In a second example, if interest rates increase dramatically to say over 6%, and your portfolio is yielding say only 4%, there is no room for concern as long as the business fundamentals of your holdings are still sound on aggregate. You should not be worried, because your portfolio will generate a growing stream of income to compensate you for the faster increase in inflation. Therefore, if your portfolio is worth $500,000 and generates $20,000 in annual dividend income to cover all of your expenses, rising interest rates should not mean anything to you.
It is true that you can sell your dividend stocks, and earn $30,000 in annual interest income. However, this stream of income will be certain to lose purchasing power in the inflationary world that produces yields of 6%. In addition, if rates increase further to say 8%, your bonds yielding 6% would surely lose value and you would still only earn 6% on your cost. However, if you didn’t do anything in the first place other than hold on to your sound businesses, your dividend portfolio would have likely delivered the growing stream of income that would have ensured purchasing power even as interest rates kept increasing.
A third way to mitigate certain risks is through diversification. Diversification gets a lot of bad rep, but it could protect your assets in the case things take an unexpected turn of events. Let’s face it, no one can predict the future. Therefore, even if you know everything there is about a company, you can still lose money on this investment if an unexpected turn of events occurs.
If you hold less than 10 – 15 individual dividend paying stocks in your portfolio, you are likely asking for trouble. This is because just a bad apple or two could seriously derail your dividend earning potential for a few years, thus potentially causing you to dip into principal. You should also try not to concentrate your portfolio in companies that are in similar industries.
If you owned ten oil and gas companies, and five pipeline MLPs, you are not diversified adequately. Many investors have been betting heavily on major energy companies in 2013, but they might be ignoring the fact that they have no pricing power. If commodity prices drop, those earnings could cause dividend freezes across the board. In addition, having a slight 20-25% allocation of US Government bonds could help you avoid losing sleep in case deflation happens. Unfortunately, since 2010 it has been difficult to get decent returns with Treasuries and Agencies in terms of yields.
During any of the scenarios above, and probably others that I cannot even conceivably forecast today, you would likely get a pretty negative sentiment towards dividend investing. This is actually fine, because as a true contrarian investor, you should be happy when everyone hates your strategy. This is because when the fans of your investment style are few, security prices are usually lower as there is less competition from others. So, anytime you hear about the death of dividend investing, rejoice a little. This is because lower entry prices for the quality companies we discuss on this site would translate into better entry yields for you. This could potentially help you reach your financial goals much sooner.

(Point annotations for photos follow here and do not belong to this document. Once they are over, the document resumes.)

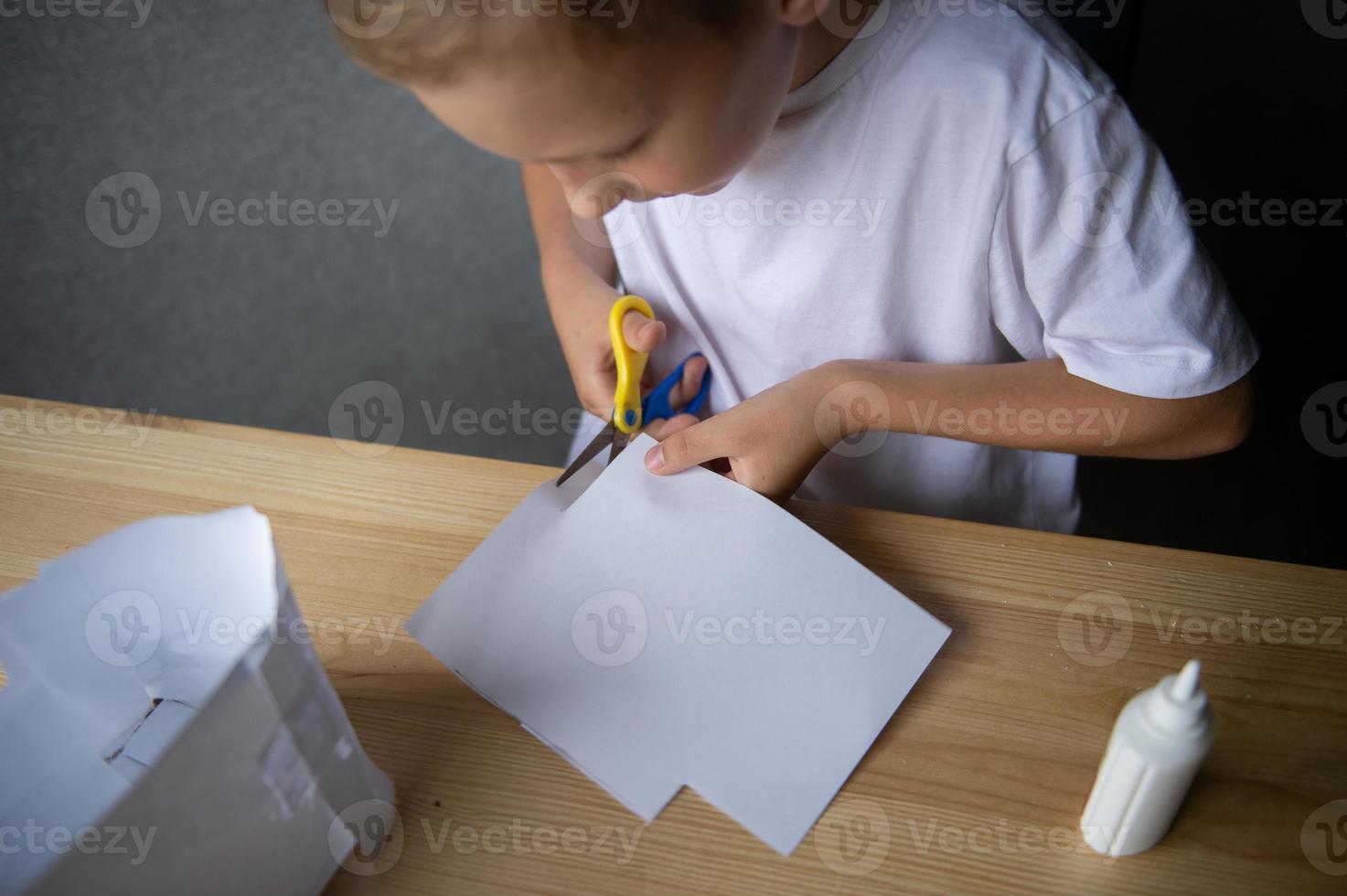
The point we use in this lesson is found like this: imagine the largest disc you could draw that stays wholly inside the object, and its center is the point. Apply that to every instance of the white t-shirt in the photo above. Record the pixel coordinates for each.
(951, 189)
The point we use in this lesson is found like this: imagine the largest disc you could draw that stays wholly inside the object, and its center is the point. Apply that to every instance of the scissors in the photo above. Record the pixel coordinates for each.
(631, 411)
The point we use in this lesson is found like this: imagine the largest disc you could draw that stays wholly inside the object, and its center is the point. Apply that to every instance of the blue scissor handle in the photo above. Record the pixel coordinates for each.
(657, 404)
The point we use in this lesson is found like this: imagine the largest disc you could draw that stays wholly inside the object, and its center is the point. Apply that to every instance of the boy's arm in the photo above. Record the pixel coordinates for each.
(775, 438)
(580, 276)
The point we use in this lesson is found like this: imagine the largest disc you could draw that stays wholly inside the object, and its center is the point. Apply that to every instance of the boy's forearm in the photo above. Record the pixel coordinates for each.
(1031, 404)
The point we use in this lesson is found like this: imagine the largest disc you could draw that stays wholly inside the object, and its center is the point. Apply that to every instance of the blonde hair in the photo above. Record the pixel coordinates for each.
(424, 40)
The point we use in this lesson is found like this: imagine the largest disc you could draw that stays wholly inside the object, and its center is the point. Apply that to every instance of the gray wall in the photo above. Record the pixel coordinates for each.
(262, 325)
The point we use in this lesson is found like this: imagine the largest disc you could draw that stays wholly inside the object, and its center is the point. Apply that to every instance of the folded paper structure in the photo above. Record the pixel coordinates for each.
(166, 724)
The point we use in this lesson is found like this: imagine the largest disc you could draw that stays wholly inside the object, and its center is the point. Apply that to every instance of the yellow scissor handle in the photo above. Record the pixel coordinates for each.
(631, 366)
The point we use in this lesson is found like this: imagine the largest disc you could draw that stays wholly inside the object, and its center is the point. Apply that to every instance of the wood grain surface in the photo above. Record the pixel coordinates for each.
(976, 784)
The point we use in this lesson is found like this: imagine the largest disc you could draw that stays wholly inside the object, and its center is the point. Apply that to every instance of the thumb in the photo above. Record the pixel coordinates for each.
(697, 443)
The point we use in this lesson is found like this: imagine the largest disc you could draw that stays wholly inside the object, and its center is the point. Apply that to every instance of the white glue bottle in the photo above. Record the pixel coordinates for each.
(1153, 755)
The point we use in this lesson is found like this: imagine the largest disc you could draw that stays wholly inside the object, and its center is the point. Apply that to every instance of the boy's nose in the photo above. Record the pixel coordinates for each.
(593, 193)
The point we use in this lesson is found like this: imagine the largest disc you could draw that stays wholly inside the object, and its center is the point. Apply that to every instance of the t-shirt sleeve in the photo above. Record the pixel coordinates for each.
(1093, 261)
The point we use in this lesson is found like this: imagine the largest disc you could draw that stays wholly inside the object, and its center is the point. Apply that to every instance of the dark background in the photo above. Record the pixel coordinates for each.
(268, 325)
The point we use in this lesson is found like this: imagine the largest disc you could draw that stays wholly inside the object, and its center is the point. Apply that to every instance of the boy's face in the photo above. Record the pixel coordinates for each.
(620, 119)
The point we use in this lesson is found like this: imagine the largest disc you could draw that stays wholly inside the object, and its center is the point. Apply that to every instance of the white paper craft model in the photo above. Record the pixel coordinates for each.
(166, 725)
(669, 631)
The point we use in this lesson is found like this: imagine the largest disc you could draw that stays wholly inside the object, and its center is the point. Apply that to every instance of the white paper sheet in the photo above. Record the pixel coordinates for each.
(669, 631)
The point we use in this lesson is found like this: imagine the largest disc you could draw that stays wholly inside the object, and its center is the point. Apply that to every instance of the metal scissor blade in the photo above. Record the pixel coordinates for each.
(608, 435)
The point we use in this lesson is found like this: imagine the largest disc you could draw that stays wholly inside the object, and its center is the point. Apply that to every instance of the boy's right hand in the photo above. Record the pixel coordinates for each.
(594, 371)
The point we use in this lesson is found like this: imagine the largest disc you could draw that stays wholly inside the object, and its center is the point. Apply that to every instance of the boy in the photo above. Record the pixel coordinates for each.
(928, 253)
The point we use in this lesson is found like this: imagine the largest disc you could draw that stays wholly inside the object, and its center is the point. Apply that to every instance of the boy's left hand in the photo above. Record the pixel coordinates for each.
(771, 441)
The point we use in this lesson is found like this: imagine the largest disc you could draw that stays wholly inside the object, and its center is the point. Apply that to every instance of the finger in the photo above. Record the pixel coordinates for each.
(660, 430)
(691, 381)
(641, 333)
(690, 446)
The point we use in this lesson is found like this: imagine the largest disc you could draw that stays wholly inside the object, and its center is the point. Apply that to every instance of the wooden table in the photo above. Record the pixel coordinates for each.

In conclusion, dividend investors can expect some temporary short-term discomfort when holding dividend paying stocks, due to some of the reasons above.
However if the dividend investor did their homework in stock selection and bought shares at reasonable prices, they can afford to simply sit down and watch their capital compound over time. This is because on aggregate, their portfolio of quality businesses will keep earning more, and showering him or her with more cash each year. This rising stream of dividend payments coming to his bank or brokerage account will provide this investor with the strength to keep holding, even during the most turbulent times.